Stigma creates barriers to disease awareness and access to care for at-risk populations such as drug users, those with alcohol disorders, and people with obesity. Liver disease is often stigmatized as being caused by alcohol or drug abuse, leading to shame and isolation for those with the condition. This stigma can also cause reluctance to seek medical treatment or disclose the condition to others. Misbeliefs that liver disease is contagious and social ostracisation in some cultures further add to the stigma. Overcoming this stigma is crucial to improving access to care and promoting health policies.
World Liver Day aims to catalyse better health policies that put people first, prioritise healthy lifestyles, and leave no organ behind.
About the European Association for the Study of the Liver (EASL)
EASL, the European Association for the Study of the Liver, founded in 1966, is a medical association dedicated to pursuing excellence in liver research, to the clinical practice of liver disorders, and to providing education to all those interested in hepatology.

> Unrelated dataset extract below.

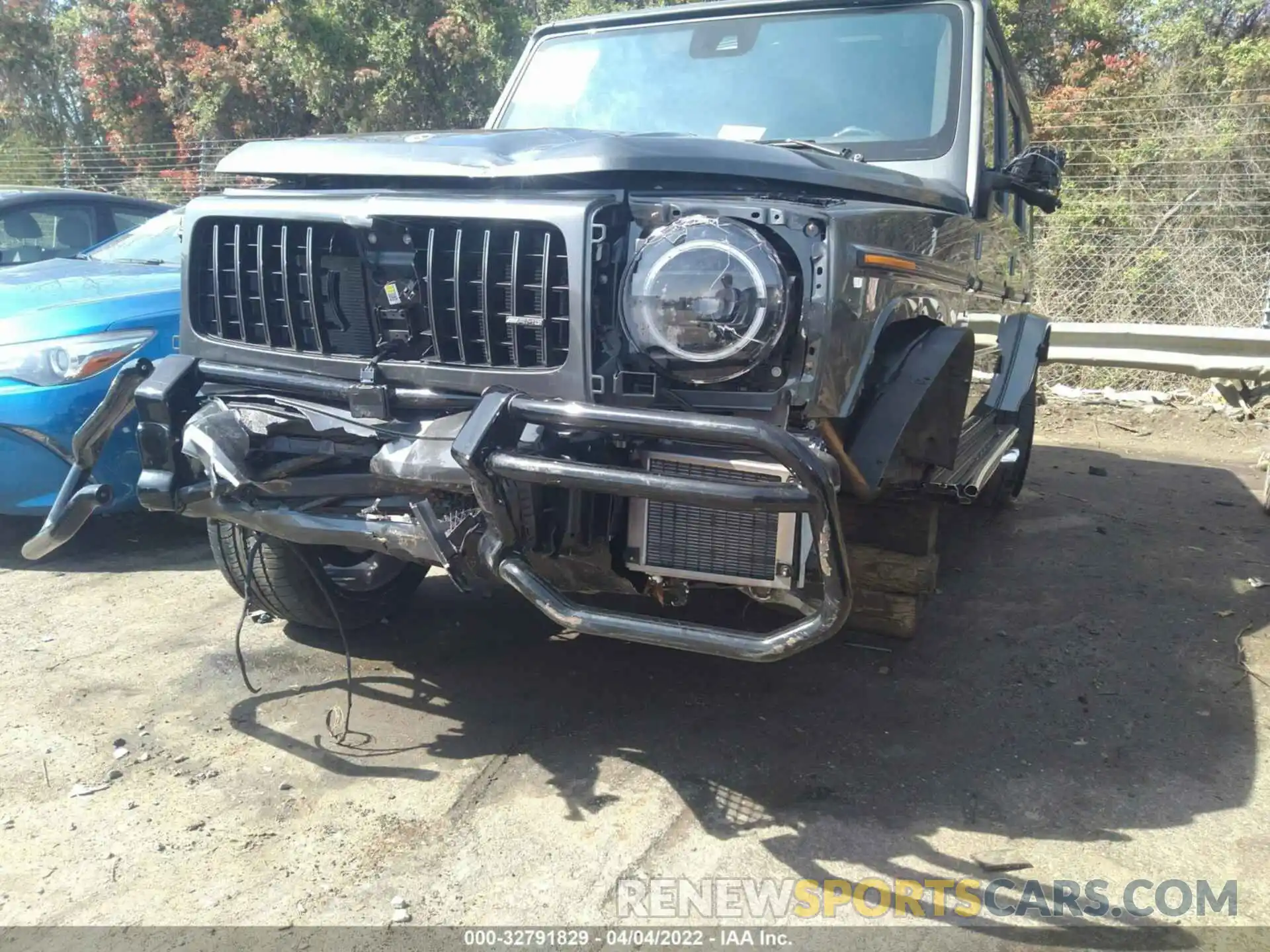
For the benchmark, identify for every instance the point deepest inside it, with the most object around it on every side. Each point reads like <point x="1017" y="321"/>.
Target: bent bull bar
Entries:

As of 2023, EASL serves 4,900 members.
About the American Association for the Study of Liver Diseases (AASLD)
AASLD is the leading organization of clinicians and researchers committed to preventing and curing liver disease. The work of our members has laid the foundation for the development of drugs used to treat patients with viral hepatitis. Access to care and support of liver disease research are at the center of AASLD’s advocacy efforts.
About the Latin American Association for the Study of the Liver (ALEH)
ALEH is a scientific society that aims to advance the study and practice of hepatology in Latin America. Our primary objective is to promote and disseminate knowledge, experiences and advances in the field, through active collaboration and exchange with local and international specialists, institutions, and the wider community.
About the Asian Pacific Association for the Study of the Liver (APASL)
APASL is one of the leading associations based on investigation and treatment of liver diseases in the world and the largest scientific body that upholds the standards and profession, research and create improved treatment methods for millions of liver patients particularly in the entire Asia Pacific Region.
About the Society on Liver Disease in Africa (SOLDA)
Transforming liver health in Africa though collaboration, education, scientific exchange, and consensus. SOLDA’s main objective is to advance and disseminate the science and practice of hepatology through educational activities, conferences, and partnerships. We foster research and facilitate consensus and practical guidance. In creation of a community of hepatology scientists and clinicians throughout Africa, we promote communication between healthcare professionals throughout the region.